The supergroup found time to write and record some new material with producer Brendan O’Brien (Pearl Jam, Bruce Springsteen, AC/DC, Bob Dylan, Red Hot Chili Peppers), and released “The Party Is Over.”
Besides the new material, which will be introduced at some point, they’re covering each other’s songs. Chuck says he does feel pressure singing songs that Zach de la Rocha made famous. He, B-Real and DJ Lord have rehearsed tirelessly.
“His lyrics are modern day lyrical scripture; they should be put into a 21st century bible of protest and rebellion,” he says. “It is obviously a pressure to get it right. … We won’t have anything less than great. We’re all seasoned and experienced. Not just pros, but all-stars. I feel like I’m in the all-star game. It feels like I’m a Golden State Warrior.”
Prophets of Rage played its first two shows at the Whisky A Go Go in Hollywood and the Hollywood Palladium at the end of May. More recently, they followed it up with a July rooftop gig in L.A.’s Skid Row. Then came the RNC in Cleveland, their reason for existing and “Making America Rage Again.”
The band had an official show at a theater a few blocks from the convention’s base, but also played several grassroots shows at parks and participated in Black Lives Matter marches and protests, which he says were just as fun and important.
“The travesty is that Black Lives Matter should be dealing with homelessness and better health care and all these other inequities and the gaps that plague black people in this country,” Chuck says. “Police brutality, by default, shot to the top because the straw that broke the camel’s back, the tipping point, was the ridiculousness of what happened in Baton Rouge and in Minnesota that was captured on camera.
“Sooner or later, cameras are going to get racial categories. ‘Oh, that’s a negro camera.’ We see the footage but we can’t accept it because a negro shot it.
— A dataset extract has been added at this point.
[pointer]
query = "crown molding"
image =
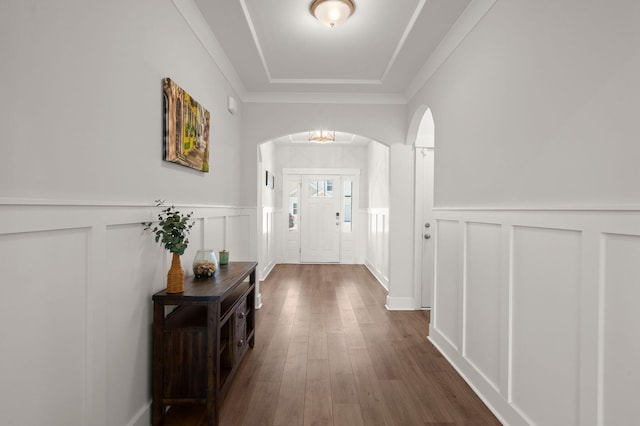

That’s pretty much what they’re saying.”
The band’s full tour is currently under way.
“We call it the cam-pain against the campaign. The pain of the public, with this lunacy going on, and we’re going to bring the pain from the stage to the public to inspire, and then fight to forward movement.”
After that? Chuck D turned 56 in August and he’s one of hip hop’s oldest active performers. Besides Prophets of Rage and Public Enemy, his passion is his online hip hop radio and distribution company, RapStation.com. He prides himself in making the music of lesser-known and newer artists available to online stores.
He also keeps count of how many tours Public Enemy has undertaken from the beginning —107 as of August — and has no plans to stop making music or performing. He takes his career cues from the rock universe. The Rolling Stones are still going strong past 70, he notes.
“You only stop it if you don’t know what you’re doing or if you do it wrong,” he says. “Like being a drug addict (and) you’ve got to get your life together. But that’s not the case with me. I have no other (direction) but to go to higher heights while I’m alive.”
Chuck rules out only one possible future: His involvement in politics. Perhaps, 15 years down the road, he may be interested in a position like music cultural ambassador.
“This government is piss-poor on teaching the arts and culture like it should,” he says.
But his lack of desire to view the country as an insider will keep him from elected office.
“I always deal with the perspective from the outside-in,” he says. “I’m what you call a free black man, thinking-wise.”